Clarke works as a Sports Podiatrist at the Sports and Arthritic clinic (SPARC) in Mile End, SA. He is coached by Adam Didyk as a member of ASICS Team Tempo elite. Clarke lives with his wife Annabel Kitto who is also a middle distance runner. Clarke studied Podiatry at La Trobe University.

== Achievements ==
At the age of 23 Clarke competing in a new event, the steeplechase.He ran 8:58 in January, 2019 and 8:38.68 on his second attempt in February. He was placed fifth at nationals and earned selection in the Australian team for the World University Games. Clarke came tenth in the final. He then clocked 28:39.02 for the 10,000m at Zatopek, Melbourne. (Named after Emil Zatopek, the Czech long-distance runner, it is the most prestigious track race in Australia).
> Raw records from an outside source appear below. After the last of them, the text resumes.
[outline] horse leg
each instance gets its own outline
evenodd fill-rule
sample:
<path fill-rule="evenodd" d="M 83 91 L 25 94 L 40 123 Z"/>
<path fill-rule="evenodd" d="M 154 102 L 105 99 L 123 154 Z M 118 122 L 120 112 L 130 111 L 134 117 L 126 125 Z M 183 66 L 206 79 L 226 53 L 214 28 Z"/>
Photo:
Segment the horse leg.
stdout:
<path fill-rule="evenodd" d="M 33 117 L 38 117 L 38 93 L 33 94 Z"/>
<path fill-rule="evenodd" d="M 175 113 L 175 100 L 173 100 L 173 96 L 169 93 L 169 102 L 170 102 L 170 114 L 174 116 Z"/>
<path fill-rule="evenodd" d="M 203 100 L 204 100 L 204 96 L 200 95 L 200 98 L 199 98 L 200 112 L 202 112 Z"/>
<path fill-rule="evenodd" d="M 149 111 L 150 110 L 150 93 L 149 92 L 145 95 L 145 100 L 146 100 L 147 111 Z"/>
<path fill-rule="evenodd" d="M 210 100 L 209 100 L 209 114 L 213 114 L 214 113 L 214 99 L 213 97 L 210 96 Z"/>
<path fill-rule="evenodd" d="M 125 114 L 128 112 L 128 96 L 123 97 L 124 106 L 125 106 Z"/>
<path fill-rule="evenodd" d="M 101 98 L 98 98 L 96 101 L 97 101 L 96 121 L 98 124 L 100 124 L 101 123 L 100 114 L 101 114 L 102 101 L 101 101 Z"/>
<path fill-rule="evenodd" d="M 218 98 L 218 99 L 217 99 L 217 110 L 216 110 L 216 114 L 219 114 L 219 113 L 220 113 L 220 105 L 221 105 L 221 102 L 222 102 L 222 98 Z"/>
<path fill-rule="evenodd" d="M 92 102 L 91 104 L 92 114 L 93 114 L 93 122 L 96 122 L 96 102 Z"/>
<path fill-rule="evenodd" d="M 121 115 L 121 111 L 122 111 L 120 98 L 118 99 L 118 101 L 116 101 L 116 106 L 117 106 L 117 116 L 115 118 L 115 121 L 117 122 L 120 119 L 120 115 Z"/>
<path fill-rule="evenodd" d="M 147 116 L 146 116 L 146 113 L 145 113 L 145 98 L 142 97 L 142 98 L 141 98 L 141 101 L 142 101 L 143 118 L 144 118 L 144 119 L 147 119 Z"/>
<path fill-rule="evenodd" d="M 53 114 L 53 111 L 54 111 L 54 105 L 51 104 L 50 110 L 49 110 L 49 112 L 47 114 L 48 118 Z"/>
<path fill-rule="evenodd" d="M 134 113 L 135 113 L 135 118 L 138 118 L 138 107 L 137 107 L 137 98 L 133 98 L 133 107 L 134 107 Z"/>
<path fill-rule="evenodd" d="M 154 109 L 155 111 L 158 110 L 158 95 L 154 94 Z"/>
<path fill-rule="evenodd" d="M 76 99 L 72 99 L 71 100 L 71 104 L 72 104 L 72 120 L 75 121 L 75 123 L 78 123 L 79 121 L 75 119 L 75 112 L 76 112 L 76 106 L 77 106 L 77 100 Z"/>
On 18 June 2021 in Townsville Clarke ran a new personal best in the 3000 metres steeplechase of 8:22.62, the second fastest time ran by an Australian, in Australia and 10 seconds faster than his previous best. 7 days later, Clarke backed up to run another 3000m steeplechase on the Gold Coast in a time of 8:22.13 With that personal best it also placed him as the fifth all time Australian for the 3000m steeplechase.

Clarke qualified for the Tokyo 2020 Olympics where he competed in the Men's 3000m steeplechase. He ran fourteenth in his heat with a time of 8:42.37 and did not qualify for the final.

He competed in the 3000 metres steeplechase at the 2023 World Athletics Championships in Budapest in August 2023.

He competed at the 2024 Summer Olympics in Paris in the 3000 metres steeplechase.

Clarke was a Guide Runner for Jaryd Clifford in the men's visually impaired 5000m - T13 Category at the Paralympics 2024 in Paris.

He finished tenth in the 3000m steeplechase at the 2025 Shanghai Diamond League event in China on 3 May 2025.